Cette initiative est soutenue par le gouvernement suédois qui considère l’implication citoyenne dans la recherche minérale comme un levier essentiel pour renforcer l’autonomie européenne.
L’impact économique et social de la chasse aux minerais
Lancée dans les années 1960, la compétition Mineraljakten a mené à la création de plusieurs mines et généré des milliards d’euros de chiffre d’affaires. Selon Tobias Schmiedel, chercheur à l’Université de Delft, l’intérêt principal de cette chasse réside dans son impact sur l’opinion publique locale :
- Elle favorise la « science citoyenne » en impliquant les habitants, qui deviennent ainsi plus favorables à l’exploitation minière.
- Cette approche est plus efficace que l’intervention d’entreprises étrangères perçues comme profitant uniquement à des intérêts extérieurs, ce qui suscite souvent la méfiance.
Entre soutien et résistances face à l’extraction minière
En Suède, environ deux tiers de la population affichent un avis favorable à l’exploitation minière, un chiffre en hausse en partie grâce à l’emploi croissant dans ce secteur, qui compte aujourd’hui plus de 10 000 salariés.

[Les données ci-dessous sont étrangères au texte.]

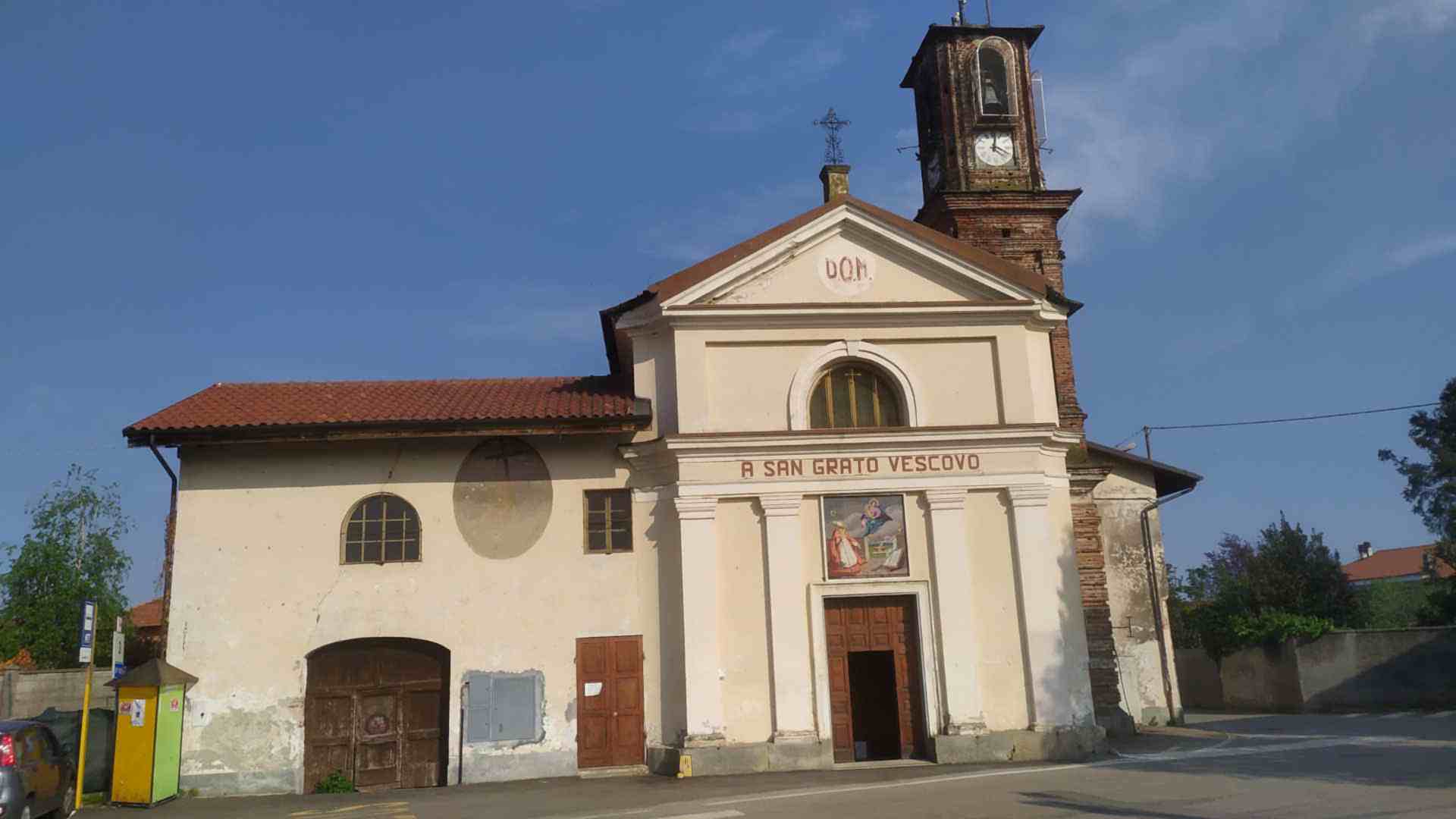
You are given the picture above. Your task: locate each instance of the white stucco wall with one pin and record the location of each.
(258, 585)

L’ouverture récente d’une mine d’or et d’argent dans le nord du pays témoigne également de ce dynamisme.
Cependant, cette expansion rencontre des oppositions, notamment de la part d’organisations environnementales et de la communauté sami, peuple autochtone, qui s’inquiète des impacts sur leur mode de vie traditionnel et sur l’élevage de rennes. L’extraction minière, bien qu’indispensable, entraîne inévitablement pollution et transformation des paysages.
Irina Patrahau souligne aussi une forme d’hypocrisie européenne : « Les citoyens et gouvernements refusent les mines chez eux, mais ne veulent ni réduire leur consommation ni subir un ralentissement économique. Pourtant, ces matériaux doivent bien provenir de quelque part. »
Les enjeux éthiques et environnementaux liés à l’importation de minerais
La réglementation environnementale et sociale encadrant l’extraction minière est beaucoup plus laxiste en Chine et dans certains pays africains. Plusieurs rapports dénoncent l’exploitation d’enfants dans les mines de lithium au Nigeria, minerai essentiel pour la fabrication des batteries de voitures électriques.
De plus, l’importation de ces ressources génère des transports longue distance qui contribuent aux émissions de gaz à effet de serre et à la pollution. Selon Patrahau, ces facteurs combinés accroissent l’impact environnemental et humain de la chaîne d’approvisionnement minérale.
Bien que le recyclage des minerais extraits dans les déchets électroniques progresse, il reste insuffisant pour couvrir les besoins actuels et futurs de l’Europe, souligne l’Agence internationale de l’énergie.